Play, Pause, Repeat?: Video at FIAC

The lesser-spotted medium has made a few fleeting appearances at FIAC, but what it lacks in proliferation, it makes up in pizazz. Cyber-pop, explicit dreamscapes and infinite algorithms form two of FIAC’s most exciting works on film. 

The first piece to catch Elephant’s eye comes courtesy of London’s Pilar Corrias, in the form of New York-based artist Ian Cheng. Born in 1984, the artist isn’t just interested in the medium of video within the art world, he is an expert in technology and has created a piece that exceeds the understanding of most. We may have big elephantine memories, but we can’t get our heads around mod cons like this.

Emissary Forks sits at the back of an almost bare booth (but for a Phillipe Parreno neon that perfectly offsets the work), showing from a large, floor mounted screen that sits slightly diagonally to the back wall. On the screen, a figure stumbles across a bare landscape, spine bent so far backwards that it looks as though it has been snapped in half. Barely recognisable as a human, this figure is skeletal with the last threads of clothing hanging from its withering body.
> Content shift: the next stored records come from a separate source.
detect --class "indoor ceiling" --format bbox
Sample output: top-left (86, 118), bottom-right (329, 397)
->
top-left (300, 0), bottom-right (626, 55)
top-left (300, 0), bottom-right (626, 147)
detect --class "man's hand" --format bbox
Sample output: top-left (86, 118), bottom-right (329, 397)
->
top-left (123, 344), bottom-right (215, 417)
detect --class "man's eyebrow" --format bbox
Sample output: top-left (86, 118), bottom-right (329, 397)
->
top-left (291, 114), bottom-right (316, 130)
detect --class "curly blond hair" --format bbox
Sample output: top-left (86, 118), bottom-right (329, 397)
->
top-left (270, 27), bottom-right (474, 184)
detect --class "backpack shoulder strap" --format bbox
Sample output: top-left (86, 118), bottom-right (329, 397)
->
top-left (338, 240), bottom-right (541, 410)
This human, we are told, is a pop star re-awoken into a post-apocalyptic landscape. A pack of hyped-up, bright orange foxy looking dogs run through the landscape around the figure.

As interesting as this as a visual experience alone, the video is also created using some pretty unexpected means. Having no end and existing in a constant state of development, this video is in fact the result of an algorithm, ever evolving based upon some predetermined designs. But the direction that it takes, the exact angles and the content on screen changes as time passes. Even the artist has given up some control in how this work plays out.

Elsewhere, Tianzhuo Chen resides in (the controversially named) Long March Space’s booth, a gallery that has roots in Beijing. Chen’s videos offer an insight into the world right before the pop apocalypse, with an extreme lust for all that is pink, rude and garish. 19:53 is an explosion of street slang, schoolgirls, sculptural digital forms and hard beat. Bald pink baby mammals — possibly rats? — squirm in a cupped pair of hands. Cultures are appropriated, though the merging is so intense that it becomes difficult to decipher where they have been taken from. Dancers writhe in front of a dreamy set of powder pinks and sparsely set cactuses. Dirty, raucous and impossible not to love.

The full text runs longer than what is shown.